Harry Potter, in her opinion, wasn’t bound by cultures. When time to declare her honors thesis topic, she considered her Harry Potter concept a joke because she was a mega-fan. However, she began planning study abroad itineraries that followed in line with the series’ author J.K. Rowling’s life.
“I wanted there to be a tangible outlet for people my age or older to go study abroad to learn about Harry Potter and think of it as…academic,” Forsythe said.
Reality set in and she decided to make her dream trip a serious endeavor. When she initially pitched her idea to professors, they were skeptical, but they eventually came around. Forsythe said they began to adjust once she elaborated on her idea. From there, she started her written thesis topic: how Millennials have been affected by the Harry Potter series.
“The professors I talked about the thesis to really loved it,” Heather said, “In fact, the biology professor that I did research with was thrilled, because she read Harry Potter to her son while he was growing up.”

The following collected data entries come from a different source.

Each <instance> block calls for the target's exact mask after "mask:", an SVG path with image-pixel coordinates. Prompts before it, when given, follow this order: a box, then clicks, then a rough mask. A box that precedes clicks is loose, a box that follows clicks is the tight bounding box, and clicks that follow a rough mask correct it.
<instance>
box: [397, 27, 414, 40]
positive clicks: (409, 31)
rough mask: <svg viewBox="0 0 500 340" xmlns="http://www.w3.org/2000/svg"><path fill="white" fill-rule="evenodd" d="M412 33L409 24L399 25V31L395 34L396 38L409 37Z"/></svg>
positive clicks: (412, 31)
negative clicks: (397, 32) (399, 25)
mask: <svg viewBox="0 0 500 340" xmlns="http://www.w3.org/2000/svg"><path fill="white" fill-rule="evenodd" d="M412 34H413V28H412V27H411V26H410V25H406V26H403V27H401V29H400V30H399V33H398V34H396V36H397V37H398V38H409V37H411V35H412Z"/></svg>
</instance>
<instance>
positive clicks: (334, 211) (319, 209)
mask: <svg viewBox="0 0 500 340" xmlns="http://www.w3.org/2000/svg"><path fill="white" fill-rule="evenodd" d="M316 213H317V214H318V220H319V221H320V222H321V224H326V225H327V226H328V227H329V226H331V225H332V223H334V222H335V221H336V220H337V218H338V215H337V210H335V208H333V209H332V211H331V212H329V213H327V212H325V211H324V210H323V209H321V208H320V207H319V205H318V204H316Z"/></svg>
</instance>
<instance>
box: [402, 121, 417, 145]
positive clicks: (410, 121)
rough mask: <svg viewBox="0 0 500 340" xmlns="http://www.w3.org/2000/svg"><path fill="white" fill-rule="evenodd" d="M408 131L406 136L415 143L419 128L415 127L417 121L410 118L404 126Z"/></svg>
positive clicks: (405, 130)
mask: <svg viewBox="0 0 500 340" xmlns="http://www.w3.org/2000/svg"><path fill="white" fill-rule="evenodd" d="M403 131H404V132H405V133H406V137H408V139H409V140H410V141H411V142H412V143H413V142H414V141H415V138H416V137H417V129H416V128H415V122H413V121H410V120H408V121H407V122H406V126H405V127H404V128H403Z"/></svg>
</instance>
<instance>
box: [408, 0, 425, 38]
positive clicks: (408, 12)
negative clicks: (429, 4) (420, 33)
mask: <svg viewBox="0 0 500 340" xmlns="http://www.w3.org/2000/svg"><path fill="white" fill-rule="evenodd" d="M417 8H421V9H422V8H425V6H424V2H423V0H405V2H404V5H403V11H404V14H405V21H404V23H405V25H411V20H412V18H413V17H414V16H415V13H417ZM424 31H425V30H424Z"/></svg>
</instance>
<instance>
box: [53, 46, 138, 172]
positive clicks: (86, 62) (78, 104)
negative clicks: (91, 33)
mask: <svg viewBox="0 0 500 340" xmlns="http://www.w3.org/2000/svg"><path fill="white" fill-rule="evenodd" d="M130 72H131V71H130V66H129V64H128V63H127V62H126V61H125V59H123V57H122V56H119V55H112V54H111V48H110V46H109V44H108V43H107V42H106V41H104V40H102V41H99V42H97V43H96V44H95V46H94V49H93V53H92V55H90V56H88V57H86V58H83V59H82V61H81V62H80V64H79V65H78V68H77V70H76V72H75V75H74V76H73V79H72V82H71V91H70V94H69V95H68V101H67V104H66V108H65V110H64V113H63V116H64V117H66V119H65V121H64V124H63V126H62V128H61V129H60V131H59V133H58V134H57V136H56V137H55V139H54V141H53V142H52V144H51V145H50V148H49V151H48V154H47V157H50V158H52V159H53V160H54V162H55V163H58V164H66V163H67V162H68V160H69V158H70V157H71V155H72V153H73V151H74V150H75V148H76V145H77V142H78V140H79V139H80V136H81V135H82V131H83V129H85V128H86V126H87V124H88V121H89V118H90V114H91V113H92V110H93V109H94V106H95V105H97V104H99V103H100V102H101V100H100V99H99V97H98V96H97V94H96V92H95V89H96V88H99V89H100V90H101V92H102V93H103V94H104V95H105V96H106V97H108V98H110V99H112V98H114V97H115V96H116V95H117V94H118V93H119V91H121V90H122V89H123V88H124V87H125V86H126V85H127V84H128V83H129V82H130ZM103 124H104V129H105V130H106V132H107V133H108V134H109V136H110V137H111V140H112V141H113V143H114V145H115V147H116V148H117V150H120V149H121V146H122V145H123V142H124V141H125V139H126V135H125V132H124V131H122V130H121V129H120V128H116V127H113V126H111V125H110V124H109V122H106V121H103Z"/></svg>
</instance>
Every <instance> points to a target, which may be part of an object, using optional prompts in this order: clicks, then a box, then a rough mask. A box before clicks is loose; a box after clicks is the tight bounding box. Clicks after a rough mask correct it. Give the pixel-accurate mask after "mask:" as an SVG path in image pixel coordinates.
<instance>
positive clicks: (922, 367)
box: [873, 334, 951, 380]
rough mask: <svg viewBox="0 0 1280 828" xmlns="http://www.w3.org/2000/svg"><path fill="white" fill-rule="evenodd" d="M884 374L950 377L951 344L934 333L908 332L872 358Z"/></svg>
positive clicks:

Forsythe recalled an exemplary book called Harry Potter and the Millennials collaborated by several universities on the study of the politics of people who read Harry Potter and those who did not. Subjects who read the series were more likely to be liberal, accepting of minorities and LGBT people and prone to act less authoritarian.
The same results were reflected in readers whose parents barred them from reading the series as children because of the books’ witchcraft theme. Forsythe said the series inspired and shaped young minds into certain behaviors and allowances, changing the outlook of a whole fan cohort. This phenomena led to inspire multiple forms of fan fiction and organizations such as Quidditch teams and Harry Potter cosplays.
The project serves as a tangible outlet for people to tie Harry Potter into their study abroad itineraries to help see the series as a substantial academic. After graduating from UCA in spring 2016, Forsythe hopes to join a biology graduate school program. If she has a chance to get into a school with a Harry Potter study abroad program, which are offered in Oregon and California, she hopes to blend her muggle work in biology with her childhood fantasy.